Однако Эсменет могла представить. В своей прошлой жизни одна из соседок столкнула ее с лестницы из зависти к ее клиентам. Поэтому она удовлетворилась ролью больной мамочки на кушетке за ширмой, пока Нари ловила ртом воздух и вскрикивала под подхрюкивающими и сопящими мужчинами. Женщина из благородной касты, рожденная среди привилегий, которые ей предоставил Келлхус, вероятно, просто погибла бы.

Часть ее гордости была подавлена. Но она сама не принадлежала к касте благородных. Она была той же, какой и всегда, – бывшей шлюхой. В отличие от многих она не нуждалась в Анасуримборе Келлхасе для преодоления баррикад чванства и снобизма. Ее гордость давным-давно втоптали в грязь.

Ее беспокоила не гордость, она боялась своего страха.

Прислушиваться к искателям удовольствий у Нари было для нее все равно что прислушиваться к себе, той себе, которой она некогда была, снова быть ножнами для одного лезвия за другим.

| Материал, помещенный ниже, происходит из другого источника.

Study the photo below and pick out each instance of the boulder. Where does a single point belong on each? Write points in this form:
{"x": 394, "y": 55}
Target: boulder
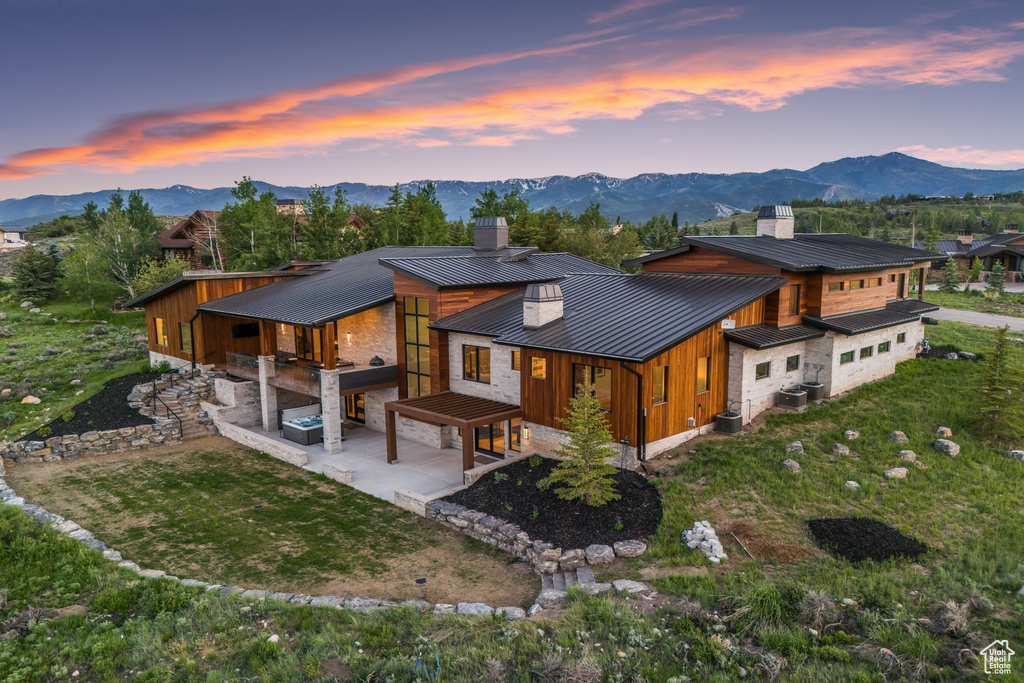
{"x": 630, "y": 548}
{"x": 599, "y": 556}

Все это она помнила с омерзительной грубой ясностью. Момент толчка, занявшееся дыхание, выдох, слишком все быстро и поспешно, чтобы почувствовать даже сожаление. Мелкая щекотка от тщедушных клиентов и разрывающая боль от верзил. Когда ты кремень в огниве, никогда не знаешь, какой огонек займется: будет ли это мерзко, терпимо или страстным наслаждением… Играть своим волнением, изображать трепет стыдливости, что так заводит клиентов.

Но она не изведала настоящей опасности.

Она относилась порядочно к своим клиентам – с обязательностью. Никаких пьяниц, если только это не давно знакомый и известный. Никаких белокожих «погонщиков» или чернокожих «наемников». Никаких проблем с кожей. Но то, что у нее было всегда – хотя вспоминать и нелегко, – это вера в себя, что она нечто большее, чем все эти мужики, вместе взятые. И ей тоже доставалось не меньше, чем другим продающим себя женщинам, и, пожалуй, она была более остальных склонна жалеть себя. Но она никогда не считала себя жертвой – в полном смысле слова. В отличие, как это ясно видно, от Нари…

Она не думала о себе как об одинокой девочке, которой торгуют похотливые и опасные мужчины.

Иногда подсматривая через щель между створками ширмы, она видела их лица, пока они трудились над девушкой, и у нее сжимались кулаки от предчувствия, что любой из них мог сломать шею Нари, просто ради самоутверждения. Иногда, после того как высокая тень покидала комнату, она подглядывала за лежащей нагой девушкой, раскинувшейся среди скомканных и запятнанных покрывал со слегка поднятой рукой, как будто собираясь с кем-то заговорить, но только очень нерешительно. И свергнутая Императрица Трехморья будет лежать, терзаемая мыслями о богах и животных, о разбитом сердце и гнусности, и природной чистоте, которая скрывается в странных местах. И Мир будет казаться местом похотливых пароксизмов, а Люди тоже не более чем шранками, но только теснее связанными между собой.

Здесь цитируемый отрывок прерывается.